Scientists reveal molecular mechanism underlying mortality of overwintering bees
BEIJING, (Xinhua) — Scientists from China and the U.S. have discovered the molecular mechanism behind the winter mortality of honey bees, offering a new possibility for improving bee health.
Researchers from the Institute of Zoology under Guangdong Academy of Sciences and the Bee Research Laboratory in Beltsville, Maryland with the Agricultural Research Service under the U.S. Department of Agriculture, found that the sirtuin signaling pathway is the most significantly suppressed pathway in overwintering diseased bees.

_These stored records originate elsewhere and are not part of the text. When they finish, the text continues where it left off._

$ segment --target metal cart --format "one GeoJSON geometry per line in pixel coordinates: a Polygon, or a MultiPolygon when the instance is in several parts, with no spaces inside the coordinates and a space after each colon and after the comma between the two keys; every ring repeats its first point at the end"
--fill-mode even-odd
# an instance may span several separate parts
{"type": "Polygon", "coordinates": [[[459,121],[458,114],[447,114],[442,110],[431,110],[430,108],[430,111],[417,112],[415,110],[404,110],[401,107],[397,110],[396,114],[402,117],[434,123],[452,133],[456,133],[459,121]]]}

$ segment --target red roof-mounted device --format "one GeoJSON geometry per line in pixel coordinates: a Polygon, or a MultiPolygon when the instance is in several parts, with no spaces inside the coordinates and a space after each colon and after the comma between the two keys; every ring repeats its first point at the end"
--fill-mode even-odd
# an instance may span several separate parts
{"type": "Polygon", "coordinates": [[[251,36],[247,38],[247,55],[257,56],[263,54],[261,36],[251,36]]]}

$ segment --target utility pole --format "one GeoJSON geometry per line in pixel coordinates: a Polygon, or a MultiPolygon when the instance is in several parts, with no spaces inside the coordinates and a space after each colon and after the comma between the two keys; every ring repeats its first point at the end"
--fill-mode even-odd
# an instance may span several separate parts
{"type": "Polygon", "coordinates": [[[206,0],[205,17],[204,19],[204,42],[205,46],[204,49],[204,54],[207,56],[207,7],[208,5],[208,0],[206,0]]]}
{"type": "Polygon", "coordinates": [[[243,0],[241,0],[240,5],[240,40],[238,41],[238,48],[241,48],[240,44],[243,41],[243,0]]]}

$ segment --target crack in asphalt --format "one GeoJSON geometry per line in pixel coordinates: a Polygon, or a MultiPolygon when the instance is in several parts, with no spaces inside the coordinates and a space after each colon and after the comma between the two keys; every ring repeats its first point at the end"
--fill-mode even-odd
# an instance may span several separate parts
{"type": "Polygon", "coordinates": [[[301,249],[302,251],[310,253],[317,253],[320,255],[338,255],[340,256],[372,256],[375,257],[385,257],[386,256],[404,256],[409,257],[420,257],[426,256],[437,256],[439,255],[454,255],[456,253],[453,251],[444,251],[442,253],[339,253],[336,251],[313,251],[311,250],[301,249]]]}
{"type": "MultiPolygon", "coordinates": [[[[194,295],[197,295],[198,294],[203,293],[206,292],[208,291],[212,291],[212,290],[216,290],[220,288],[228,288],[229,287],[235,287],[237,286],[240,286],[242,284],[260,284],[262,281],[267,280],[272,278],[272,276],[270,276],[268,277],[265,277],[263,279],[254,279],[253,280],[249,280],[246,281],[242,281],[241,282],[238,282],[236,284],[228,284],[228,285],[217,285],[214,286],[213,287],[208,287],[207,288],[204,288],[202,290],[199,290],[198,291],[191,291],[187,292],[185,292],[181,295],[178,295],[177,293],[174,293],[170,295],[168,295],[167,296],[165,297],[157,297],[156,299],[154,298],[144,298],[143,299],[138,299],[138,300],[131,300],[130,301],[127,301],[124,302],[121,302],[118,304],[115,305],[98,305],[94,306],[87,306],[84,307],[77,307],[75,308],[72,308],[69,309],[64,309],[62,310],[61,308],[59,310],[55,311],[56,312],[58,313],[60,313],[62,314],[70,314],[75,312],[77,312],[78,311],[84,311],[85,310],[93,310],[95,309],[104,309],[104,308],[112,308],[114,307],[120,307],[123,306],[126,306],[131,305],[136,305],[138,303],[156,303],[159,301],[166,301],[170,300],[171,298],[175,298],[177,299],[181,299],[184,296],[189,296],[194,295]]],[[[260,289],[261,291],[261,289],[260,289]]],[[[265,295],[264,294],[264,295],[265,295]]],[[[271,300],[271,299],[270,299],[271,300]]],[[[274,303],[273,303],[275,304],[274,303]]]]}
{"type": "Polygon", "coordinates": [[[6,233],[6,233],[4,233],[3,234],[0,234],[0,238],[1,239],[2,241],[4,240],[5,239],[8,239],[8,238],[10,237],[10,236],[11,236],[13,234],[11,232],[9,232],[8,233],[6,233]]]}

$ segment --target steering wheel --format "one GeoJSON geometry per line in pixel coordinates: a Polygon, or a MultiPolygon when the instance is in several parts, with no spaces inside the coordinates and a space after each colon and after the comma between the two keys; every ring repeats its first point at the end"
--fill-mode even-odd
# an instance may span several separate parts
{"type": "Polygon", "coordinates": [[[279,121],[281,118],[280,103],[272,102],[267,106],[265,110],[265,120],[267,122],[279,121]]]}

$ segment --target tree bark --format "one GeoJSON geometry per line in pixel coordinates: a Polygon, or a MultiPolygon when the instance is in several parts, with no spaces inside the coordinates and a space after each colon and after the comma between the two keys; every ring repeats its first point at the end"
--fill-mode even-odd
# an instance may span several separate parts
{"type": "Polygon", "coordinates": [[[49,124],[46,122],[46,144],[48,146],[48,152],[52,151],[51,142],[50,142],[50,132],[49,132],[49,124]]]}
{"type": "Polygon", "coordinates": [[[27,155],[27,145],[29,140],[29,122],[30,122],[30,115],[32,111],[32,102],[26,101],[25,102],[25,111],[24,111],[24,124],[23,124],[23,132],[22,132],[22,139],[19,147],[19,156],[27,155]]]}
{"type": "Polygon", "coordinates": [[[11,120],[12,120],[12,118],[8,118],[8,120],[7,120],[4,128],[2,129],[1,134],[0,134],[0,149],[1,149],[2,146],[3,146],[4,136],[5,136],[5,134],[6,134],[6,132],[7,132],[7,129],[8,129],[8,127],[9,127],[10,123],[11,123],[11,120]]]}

SIRT1, a major sirtuin protein that regulates energy and immune metabolism, was remarkably downregulated in bees merely exposed to cold challenges, linking cold stress with altered gene expression of SIRT1, according to the study.
Researchers demonstrated that activation of SIRT1 gene expression by SRT1720, an activator of SIRT1 expression, could improve the physiology and extend the lifespan of cold-stressed bees.
The study suggests that overwintering bees increase energy consumption for maintaining hive temperature, thus reducing the energy allocated for immune functions. The overwintering bees are therefore more susceptible to disease infections, resulting in high winter colony losses.
The findings, published in the Journal of Advanced Research, provide a promising approach for developing therapeutic strategies aimed at mitigating bee colony losses.